23 sept 2010
Auguste Rodin
Eran dos amantes que como todos los amores prohibidos andaban jugando a las escondidas y al amor entre las luces y las sombras.
Ninguno de los dos se disponía a dar el paso para transformar lo oscuro en permitido.
Era tan excitante vivir al filo de la navaja que eso agregaba un condimento más a su idilio.
Y con alma de aventureros se arriesgaron así por la vida.

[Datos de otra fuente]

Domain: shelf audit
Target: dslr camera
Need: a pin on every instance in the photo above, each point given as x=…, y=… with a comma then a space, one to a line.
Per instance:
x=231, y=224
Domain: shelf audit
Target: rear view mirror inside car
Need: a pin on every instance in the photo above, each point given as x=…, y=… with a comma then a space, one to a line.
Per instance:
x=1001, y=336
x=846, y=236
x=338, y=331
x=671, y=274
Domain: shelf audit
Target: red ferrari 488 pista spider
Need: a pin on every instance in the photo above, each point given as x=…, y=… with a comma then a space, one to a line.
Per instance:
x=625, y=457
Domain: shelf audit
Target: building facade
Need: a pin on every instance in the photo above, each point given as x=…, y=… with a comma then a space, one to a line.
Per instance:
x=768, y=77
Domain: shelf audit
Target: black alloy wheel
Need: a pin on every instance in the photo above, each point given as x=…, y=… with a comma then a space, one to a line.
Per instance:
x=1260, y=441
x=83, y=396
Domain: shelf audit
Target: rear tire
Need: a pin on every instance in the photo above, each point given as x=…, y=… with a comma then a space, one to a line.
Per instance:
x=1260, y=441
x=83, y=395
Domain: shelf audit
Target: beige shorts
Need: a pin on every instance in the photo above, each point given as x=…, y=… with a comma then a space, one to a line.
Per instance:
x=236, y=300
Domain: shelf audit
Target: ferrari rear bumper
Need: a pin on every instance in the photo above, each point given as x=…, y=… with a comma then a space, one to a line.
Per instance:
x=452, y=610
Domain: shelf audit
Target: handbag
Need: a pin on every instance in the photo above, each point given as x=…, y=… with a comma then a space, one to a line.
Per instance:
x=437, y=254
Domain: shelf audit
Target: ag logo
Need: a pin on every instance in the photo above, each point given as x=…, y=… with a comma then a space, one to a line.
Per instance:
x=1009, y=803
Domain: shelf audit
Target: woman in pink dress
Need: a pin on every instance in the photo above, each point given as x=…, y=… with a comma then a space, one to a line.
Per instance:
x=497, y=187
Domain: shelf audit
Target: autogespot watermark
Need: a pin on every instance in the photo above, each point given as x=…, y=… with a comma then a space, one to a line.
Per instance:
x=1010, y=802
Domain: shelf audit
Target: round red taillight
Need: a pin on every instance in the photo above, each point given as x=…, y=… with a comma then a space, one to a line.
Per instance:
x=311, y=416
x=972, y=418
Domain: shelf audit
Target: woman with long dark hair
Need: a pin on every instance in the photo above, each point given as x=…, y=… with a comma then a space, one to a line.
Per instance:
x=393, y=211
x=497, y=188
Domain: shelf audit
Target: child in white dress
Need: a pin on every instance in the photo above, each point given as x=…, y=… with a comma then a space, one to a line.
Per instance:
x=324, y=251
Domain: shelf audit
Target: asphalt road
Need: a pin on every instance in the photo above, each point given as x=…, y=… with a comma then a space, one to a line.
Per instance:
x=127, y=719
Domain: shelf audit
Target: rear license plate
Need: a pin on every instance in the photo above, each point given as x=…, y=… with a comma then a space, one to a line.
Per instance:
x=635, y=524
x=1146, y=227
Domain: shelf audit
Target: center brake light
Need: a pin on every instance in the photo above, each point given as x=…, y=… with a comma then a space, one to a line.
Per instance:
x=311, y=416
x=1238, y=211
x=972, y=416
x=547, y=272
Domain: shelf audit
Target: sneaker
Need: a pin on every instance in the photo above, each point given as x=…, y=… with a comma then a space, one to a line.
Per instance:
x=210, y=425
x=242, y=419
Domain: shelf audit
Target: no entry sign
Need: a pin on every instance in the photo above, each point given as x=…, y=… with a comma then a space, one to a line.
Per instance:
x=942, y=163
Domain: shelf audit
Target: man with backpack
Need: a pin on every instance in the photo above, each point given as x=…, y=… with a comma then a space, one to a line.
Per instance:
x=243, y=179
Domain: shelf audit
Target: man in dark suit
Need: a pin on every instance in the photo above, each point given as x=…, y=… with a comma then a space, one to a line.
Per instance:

Elegían las playas mas desiertas, los cabañas más alejadas, los lugares desconocidos.
Acudían a los llamados a veces jugando a ser otros y el fuego se renovaba.
Las máscaras y los disfraces eran sus cómplices.
Todo marchaba bien...
Un día ella lo espero con una especie de desasosiego y enfado desconocido.
Al llegar a su casa se tiró en su cama y descargó todo lo incontenible en un solo llanto
amargo, largo, ensordecido.
Luego lavo su cara, se arregló para la cena como siempre y recibió a su marido.
Al otro día al leer el diario en la sección de obituarios leyó el nombre de él.
Un grito la ahogaba y pugnaba por salir, su respiración se aceleró y entonces tomó conciencia que su propio nombre nunca saldría en ese diario, tampoco su dolor sería consolado.
Y se maldijo por el enfado del día anterior y porque en la última cita no repitió mil veces: Adiós Amor.